How could services providers retain more data in the event of a new law, asks Lawrence Jones

UK home secretary Theresa May's latest proposal would see ISPs forced to retain additional data. This has reignited a fierce debate on the boundaries of privacy and the demands of national security.

The measure has been suggested with the aim of helping police to link devices with IP addresses, supposedly enabling them to ascertain the IP address of a certain device at a given time.

In theory, it is supposed to help police identify criminals and terror suspects, yet in practice it would be much less simple.

It's like saying you're going to open every single packet to or from anyone who uses Royal Mail. There's no device in this world that could manage the kind of operation Theresa May is suggesting.

Even if you doubled the working capacity of the people involved, it's still too complex. It seems like the idea has been suggested without consulting any technical experts first.

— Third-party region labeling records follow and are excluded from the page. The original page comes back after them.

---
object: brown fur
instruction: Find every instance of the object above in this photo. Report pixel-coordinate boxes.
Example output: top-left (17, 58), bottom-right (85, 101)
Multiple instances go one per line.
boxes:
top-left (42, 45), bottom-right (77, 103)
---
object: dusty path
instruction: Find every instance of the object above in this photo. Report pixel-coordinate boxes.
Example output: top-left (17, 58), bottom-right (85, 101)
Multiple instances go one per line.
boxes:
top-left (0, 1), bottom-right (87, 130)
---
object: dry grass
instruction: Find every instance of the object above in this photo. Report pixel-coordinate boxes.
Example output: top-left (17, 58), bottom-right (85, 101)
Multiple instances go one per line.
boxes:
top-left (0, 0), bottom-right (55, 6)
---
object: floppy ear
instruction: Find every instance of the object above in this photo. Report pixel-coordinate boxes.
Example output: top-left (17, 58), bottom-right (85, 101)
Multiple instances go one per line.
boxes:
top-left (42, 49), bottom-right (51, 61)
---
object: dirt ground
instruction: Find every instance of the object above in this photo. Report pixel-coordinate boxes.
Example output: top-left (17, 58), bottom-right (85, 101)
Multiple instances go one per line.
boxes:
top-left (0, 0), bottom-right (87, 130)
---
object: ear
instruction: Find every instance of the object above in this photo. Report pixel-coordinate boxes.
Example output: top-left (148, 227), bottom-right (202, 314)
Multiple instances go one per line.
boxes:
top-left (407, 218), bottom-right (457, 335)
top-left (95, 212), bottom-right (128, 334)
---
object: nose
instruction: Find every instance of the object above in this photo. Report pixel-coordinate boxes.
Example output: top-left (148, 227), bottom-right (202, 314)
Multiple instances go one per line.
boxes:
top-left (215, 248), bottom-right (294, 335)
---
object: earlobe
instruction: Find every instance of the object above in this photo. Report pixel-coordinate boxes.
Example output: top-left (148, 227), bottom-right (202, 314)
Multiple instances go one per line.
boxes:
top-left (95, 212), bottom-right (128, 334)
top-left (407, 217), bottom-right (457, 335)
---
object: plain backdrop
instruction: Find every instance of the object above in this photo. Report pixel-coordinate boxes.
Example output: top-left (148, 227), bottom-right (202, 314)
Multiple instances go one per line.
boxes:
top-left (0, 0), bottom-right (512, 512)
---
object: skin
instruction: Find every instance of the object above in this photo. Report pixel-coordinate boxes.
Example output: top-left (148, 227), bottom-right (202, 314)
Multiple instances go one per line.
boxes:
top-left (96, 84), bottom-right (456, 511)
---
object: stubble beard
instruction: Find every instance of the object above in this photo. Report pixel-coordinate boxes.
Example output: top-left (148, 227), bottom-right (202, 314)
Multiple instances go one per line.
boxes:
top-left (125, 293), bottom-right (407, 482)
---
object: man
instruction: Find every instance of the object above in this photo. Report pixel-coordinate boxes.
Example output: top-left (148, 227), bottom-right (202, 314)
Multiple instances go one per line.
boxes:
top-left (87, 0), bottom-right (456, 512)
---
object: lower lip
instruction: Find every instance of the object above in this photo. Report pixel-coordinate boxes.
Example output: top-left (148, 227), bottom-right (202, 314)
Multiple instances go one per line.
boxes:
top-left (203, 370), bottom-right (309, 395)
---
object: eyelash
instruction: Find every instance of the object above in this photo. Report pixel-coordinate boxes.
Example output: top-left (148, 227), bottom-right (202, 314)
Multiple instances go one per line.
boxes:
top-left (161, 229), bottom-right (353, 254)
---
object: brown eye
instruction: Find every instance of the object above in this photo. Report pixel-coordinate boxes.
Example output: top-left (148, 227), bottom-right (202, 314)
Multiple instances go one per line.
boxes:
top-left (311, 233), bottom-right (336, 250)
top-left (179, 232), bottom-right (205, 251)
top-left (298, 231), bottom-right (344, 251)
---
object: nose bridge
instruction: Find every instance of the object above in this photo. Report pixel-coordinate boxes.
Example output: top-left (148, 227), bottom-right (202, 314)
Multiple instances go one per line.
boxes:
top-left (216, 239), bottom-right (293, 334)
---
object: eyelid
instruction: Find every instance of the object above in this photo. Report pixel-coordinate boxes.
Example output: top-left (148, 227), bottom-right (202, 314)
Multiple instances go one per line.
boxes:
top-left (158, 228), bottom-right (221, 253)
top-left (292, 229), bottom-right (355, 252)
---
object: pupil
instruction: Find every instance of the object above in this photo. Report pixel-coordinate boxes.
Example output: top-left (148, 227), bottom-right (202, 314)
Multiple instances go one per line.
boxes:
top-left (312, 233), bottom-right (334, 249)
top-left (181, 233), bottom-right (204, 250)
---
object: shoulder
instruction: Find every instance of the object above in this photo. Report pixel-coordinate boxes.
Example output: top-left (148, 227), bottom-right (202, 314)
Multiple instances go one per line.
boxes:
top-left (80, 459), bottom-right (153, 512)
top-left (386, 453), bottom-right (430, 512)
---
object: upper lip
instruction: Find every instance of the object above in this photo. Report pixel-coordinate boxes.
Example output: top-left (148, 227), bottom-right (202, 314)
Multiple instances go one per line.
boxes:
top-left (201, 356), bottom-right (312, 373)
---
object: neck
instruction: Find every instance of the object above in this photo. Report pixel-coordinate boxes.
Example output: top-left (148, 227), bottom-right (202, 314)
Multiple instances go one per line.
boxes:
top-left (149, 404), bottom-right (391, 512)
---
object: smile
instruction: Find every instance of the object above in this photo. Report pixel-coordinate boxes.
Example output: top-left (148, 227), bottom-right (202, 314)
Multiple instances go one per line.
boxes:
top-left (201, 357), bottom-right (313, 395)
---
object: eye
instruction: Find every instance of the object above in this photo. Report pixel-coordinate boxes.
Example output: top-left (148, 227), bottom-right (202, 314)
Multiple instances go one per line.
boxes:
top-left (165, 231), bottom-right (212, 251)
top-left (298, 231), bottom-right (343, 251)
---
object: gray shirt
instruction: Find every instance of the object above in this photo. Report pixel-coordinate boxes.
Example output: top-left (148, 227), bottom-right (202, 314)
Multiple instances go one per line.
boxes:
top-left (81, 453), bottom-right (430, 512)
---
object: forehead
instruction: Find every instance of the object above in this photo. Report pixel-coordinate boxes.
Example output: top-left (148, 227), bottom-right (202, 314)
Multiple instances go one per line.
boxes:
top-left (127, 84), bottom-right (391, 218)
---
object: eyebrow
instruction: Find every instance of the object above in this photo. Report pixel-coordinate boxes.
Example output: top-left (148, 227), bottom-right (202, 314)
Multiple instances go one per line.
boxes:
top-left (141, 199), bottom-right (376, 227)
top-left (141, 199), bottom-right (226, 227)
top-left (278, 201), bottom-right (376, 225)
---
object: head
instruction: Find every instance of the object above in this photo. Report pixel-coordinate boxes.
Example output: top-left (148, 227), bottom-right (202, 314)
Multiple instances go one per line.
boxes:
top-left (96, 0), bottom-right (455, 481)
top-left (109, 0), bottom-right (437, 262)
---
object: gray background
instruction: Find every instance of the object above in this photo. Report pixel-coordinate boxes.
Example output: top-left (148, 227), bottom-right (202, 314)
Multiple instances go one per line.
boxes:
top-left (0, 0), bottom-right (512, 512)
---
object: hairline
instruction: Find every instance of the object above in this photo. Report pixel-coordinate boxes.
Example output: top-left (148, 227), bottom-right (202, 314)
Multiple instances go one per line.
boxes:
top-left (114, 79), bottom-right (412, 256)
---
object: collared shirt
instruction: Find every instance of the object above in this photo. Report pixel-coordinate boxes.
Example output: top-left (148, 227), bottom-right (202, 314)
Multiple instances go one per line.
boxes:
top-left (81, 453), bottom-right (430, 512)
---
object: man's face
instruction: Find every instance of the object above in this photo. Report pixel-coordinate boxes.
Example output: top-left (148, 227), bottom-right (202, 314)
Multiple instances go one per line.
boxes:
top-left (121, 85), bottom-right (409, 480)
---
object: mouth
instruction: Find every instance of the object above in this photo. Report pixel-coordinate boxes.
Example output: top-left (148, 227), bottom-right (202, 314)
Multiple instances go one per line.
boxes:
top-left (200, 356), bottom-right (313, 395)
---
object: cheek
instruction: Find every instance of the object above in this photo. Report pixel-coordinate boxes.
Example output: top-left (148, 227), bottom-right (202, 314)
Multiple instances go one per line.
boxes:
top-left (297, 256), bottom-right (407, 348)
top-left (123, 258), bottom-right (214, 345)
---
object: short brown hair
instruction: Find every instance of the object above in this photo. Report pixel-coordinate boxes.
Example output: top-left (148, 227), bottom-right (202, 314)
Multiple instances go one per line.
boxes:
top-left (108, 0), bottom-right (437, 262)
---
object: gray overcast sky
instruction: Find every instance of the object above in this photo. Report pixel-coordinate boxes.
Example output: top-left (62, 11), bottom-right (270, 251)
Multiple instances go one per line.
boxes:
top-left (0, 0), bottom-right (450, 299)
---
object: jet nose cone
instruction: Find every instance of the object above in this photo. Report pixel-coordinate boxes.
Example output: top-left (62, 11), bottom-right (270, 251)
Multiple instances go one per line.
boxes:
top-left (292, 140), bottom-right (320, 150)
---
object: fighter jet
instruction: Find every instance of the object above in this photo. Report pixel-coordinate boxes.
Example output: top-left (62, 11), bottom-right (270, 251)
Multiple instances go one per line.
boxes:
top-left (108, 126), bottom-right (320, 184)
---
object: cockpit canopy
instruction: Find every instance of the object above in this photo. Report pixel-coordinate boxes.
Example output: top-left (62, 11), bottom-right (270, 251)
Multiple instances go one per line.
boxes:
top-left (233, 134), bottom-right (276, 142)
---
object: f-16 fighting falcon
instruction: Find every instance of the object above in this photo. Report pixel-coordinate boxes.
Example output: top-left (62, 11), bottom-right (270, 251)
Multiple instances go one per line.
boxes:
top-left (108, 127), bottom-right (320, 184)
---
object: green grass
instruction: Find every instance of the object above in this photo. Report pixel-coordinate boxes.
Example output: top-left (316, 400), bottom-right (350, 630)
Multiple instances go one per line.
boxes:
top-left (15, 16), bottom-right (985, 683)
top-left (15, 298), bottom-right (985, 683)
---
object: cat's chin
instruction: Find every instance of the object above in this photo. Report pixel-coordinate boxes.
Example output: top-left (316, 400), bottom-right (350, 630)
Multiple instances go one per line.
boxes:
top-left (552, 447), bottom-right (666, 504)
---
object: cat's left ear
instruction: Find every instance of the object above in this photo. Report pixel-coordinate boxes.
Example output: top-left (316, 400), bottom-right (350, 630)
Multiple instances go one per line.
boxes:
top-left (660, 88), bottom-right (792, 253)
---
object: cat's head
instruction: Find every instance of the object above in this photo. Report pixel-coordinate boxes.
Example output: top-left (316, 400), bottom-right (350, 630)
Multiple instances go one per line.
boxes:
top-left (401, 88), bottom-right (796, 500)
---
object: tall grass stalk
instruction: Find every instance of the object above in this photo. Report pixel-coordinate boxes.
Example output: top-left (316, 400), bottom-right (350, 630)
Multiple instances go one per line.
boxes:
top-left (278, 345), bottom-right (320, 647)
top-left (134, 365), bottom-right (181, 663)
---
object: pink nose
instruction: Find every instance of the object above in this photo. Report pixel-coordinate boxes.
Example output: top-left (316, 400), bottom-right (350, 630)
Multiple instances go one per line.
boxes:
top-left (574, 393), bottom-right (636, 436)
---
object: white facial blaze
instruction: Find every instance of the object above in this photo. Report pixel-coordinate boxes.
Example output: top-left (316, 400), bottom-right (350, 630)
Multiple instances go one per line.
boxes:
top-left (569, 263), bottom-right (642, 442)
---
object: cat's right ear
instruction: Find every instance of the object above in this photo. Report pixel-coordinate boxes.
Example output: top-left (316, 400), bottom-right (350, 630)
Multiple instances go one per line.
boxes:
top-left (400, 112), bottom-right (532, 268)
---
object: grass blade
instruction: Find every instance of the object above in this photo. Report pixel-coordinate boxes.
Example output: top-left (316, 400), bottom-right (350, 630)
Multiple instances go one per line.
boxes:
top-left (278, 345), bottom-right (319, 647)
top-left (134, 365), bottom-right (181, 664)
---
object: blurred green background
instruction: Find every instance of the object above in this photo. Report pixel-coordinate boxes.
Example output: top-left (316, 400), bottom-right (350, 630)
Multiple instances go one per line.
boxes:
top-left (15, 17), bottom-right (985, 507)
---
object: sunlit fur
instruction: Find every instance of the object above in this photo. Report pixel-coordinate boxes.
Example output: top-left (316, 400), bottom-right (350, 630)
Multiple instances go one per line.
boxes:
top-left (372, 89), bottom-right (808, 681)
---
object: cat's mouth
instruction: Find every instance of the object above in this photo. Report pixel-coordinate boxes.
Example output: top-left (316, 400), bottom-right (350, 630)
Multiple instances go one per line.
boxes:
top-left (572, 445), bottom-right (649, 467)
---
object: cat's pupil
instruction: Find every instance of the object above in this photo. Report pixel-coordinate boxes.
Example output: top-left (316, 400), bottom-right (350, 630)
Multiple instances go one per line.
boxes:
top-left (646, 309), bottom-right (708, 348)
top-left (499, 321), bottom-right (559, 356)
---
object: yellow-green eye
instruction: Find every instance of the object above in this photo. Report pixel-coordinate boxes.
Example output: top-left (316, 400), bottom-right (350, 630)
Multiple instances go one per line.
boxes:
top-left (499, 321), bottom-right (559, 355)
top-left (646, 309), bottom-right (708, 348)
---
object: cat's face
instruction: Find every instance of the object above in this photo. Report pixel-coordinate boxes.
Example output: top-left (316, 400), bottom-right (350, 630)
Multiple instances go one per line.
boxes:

Surely, people who are already breaking these kinds of laws are doing it regardless. It's easy for people who know what they are doing to become untraceable using a VPN.

And what happens when it comes to businesses, whose employees likely share the same external IP address? It would require a lot of internal monitoring, money and resources to ascertain who was sending what and when.

If you factor in things such as the trend for hotdesking, the complexities become mind-numbing. It's data overload!

While I'm all for stepping up our guard when it comes to countering terrorism, but I have yet to see the value in this law.

Where is the evidence that it will make the world a safer place? ISPs already work hard to assist the police in combating crimes such as fraud and illegal pornography.

Why create another law and another layer of bureaucracy that will simply waste time and achieve very little?